Lafourche had its own tragedy in 2008, when a disturbed student entered Larose Cut Off Middle School with a gun, threatened a classroom and then took his own life in a rest room.

“This person was a student and didn’t have to get access from outside,” Holloway said. “What we have now in every single school is that when someone is in a class that door is locked. When the teacher is not in class teaching that door is locked. If I go through a school and see they have a door open it is not going to be good for that teacher that day.”

Many of the plans in place for such emergencies were implemented, although there were soft spots in the system that were later critiqued, tweaked and otherwise improved, officials have said.

“What we have learned with schools is that if someone is wanting to get into that facility they are going to get in,” Holloway said. “There is nothing that we can implement that will prevent that.”

That’s one reason, he said, why the idea of an officer stationed at every school could go a long way toward prevention, or minimizing danger if an intrusion did occur.

Further weaknesses in the system, Holloway said, need to be examined on a school-by-school level.
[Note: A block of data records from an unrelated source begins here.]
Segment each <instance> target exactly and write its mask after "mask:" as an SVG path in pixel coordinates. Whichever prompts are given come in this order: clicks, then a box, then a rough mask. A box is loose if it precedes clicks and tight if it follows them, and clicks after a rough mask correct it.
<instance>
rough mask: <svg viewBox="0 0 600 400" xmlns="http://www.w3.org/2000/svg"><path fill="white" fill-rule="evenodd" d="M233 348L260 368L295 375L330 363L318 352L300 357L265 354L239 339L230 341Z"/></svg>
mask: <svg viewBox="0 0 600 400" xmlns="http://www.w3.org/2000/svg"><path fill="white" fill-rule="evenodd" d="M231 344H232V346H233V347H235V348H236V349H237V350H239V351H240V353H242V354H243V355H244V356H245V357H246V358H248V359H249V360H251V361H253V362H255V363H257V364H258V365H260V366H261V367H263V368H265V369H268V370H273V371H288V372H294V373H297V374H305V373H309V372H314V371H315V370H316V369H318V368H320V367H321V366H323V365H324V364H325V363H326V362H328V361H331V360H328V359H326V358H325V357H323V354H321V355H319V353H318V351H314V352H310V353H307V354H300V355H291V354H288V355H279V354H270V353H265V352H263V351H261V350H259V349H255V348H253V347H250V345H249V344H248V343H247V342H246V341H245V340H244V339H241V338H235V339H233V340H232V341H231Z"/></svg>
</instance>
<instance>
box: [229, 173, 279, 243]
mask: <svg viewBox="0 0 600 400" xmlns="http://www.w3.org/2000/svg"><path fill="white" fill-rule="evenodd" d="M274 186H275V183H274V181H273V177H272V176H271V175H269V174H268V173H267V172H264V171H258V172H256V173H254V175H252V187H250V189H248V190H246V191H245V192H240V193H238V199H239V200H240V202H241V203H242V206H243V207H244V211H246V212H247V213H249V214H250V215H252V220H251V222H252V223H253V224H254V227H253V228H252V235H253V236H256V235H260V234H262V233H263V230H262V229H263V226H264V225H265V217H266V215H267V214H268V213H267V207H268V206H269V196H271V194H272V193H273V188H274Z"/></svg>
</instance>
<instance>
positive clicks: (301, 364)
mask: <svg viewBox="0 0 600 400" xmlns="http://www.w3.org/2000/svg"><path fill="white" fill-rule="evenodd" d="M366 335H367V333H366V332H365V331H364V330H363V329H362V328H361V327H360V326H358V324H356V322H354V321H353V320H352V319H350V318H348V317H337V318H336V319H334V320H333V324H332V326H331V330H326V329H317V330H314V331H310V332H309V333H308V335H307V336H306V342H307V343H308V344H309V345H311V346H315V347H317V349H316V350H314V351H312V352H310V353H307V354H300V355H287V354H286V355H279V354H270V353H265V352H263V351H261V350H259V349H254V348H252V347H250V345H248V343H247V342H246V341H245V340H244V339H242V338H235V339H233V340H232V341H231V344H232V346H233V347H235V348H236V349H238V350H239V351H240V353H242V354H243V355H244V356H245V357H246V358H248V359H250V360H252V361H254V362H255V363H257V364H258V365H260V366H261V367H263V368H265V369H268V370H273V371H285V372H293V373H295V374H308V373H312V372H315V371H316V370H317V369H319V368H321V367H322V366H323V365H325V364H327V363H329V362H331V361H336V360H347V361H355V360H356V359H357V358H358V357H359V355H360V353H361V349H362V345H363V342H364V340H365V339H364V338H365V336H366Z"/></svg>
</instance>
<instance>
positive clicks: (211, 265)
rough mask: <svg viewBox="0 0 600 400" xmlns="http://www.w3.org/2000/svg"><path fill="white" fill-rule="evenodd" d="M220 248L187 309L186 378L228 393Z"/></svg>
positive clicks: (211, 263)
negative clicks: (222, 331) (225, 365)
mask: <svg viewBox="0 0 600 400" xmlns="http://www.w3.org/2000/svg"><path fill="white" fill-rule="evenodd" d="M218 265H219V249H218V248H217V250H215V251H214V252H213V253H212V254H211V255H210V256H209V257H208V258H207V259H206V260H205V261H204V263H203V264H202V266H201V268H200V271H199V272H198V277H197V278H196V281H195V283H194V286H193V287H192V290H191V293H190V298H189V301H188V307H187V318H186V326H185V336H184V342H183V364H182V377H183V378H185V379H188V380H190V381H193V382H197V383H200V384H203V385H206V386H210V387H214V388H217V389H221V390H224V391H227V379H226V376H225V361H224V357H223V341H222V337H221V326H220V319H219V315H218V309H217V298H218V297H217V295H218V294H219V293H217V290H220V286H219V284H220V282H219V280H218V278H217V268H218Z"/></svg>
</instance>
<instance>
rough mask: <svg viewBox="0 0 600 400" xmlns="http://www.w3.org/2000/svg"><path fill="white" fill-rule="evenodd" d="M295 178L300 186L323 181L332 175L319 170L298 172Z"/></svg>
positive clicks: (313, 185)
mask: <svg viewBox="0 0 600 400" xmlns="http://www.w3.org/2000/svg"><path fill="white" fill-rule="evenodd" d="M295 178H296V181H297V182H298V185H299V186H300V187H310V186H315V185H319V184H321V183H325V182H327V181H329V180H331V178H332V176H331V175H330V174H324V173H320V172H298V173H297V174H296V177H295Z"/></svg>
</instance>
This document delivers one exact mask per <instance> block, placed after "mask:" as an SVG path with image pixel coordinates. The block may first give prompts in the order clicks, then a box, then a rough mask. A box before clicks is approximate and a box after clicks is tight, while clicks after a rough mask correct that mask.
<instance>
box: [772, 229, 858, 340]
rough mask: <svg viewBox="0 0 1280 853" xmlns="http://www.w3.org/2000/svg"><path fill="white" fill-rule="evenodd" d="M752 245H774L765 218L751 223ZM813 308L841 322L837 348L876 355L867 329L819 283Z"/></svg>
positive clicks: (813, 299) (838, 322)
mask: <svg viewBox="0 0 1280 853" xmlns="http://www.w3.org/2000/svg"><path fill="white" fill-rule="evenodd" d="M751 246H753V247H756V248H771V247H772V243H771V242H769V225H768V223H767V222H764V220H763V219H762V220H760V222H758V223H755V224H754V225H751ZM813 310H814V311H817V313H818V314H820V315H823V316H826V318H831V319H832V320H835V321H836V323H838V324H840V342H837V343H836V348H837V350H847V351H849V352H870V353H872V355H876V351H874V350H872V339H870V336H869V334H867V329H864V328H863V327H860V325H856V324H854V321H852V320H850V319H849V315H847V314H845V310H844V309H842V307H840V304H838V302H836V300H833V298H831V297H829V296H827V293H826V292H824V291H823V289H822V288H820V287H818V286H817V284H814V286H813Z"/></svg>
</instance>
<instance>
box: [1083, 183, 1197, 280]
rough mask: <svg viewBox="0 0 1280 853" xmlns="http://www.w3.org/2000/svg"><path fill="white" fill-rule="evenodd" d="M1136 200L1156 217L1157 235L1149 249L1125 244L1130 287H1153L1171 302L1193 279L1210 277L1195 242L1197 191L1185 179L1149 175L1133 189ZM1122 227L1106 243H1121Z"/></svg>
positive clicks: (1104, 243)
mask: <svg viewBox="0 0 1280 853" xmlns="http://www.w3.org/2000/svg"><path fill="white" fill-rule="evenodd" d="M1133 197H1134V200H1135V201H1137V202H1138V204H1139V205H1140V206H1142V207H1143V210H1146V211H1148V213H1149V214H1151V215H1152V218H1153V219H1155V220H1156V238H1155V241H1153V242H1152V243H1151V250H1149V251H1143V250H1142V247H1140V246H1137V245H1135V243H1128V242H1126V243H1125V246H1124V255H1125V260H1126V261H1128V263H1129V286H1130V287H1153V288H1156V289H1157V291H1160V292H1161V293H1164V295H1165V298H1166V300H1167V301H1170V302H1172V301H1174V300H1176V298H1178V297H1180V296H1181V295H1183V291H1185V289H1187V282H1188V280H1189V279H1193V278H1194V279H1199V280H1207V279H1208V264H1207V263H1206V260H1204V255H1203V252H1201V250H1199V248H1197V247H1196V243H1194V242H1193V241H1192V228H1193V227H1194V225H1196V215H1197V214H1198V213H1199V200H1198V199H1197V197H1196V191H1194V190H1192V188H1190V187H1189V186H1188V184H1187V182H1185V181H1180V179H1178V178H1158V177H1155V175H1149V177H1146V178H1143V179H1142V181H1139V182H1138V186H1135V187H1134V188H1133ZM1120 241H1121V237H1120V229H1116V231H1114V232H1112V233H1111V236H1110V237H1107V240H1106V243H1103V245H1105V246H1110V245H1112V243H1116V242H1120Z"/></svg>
At South Thibodaux Middle, he noted, there is a wide-open campus with a road running through the middle of it.

The solution to that, Holloway said, is construction of a new school. But recognizing problems like that, he said, is where the re-evaluations that are now under way can lay the groundwork for change.

Keeping children safer in a post-Sandy Hook world, Martin said, will require administrators, educators and parents to keep open minds.

“We want to look at a short-term and a long-term plan,” he said. “It’s a change of mindset we are going to have to do at all our schools. For years we have preached schools had to be user friendly, parent friendly places. We have to do some things with the security side that may not generate a warm, fuzzy feeling right off the bat. But we do have to do what we have to do.”

Parents, meanwhile, cope with fears for their children while enduring the non-stop blare of news coming from the sad little town in Connecticut, whose tragedy is expected to foment change clear to the doorsteps of the bayous.

“Who knows who is going to walk in to a school?” said Nichole Robichaux, who greeted the return of 4-year-old Aiden from school Monday with a bigger than usual hug. “He had to tell me to stop squeezing him.”

Students at Lisa Park Elementary prepare to board buses at the end of school on Monday.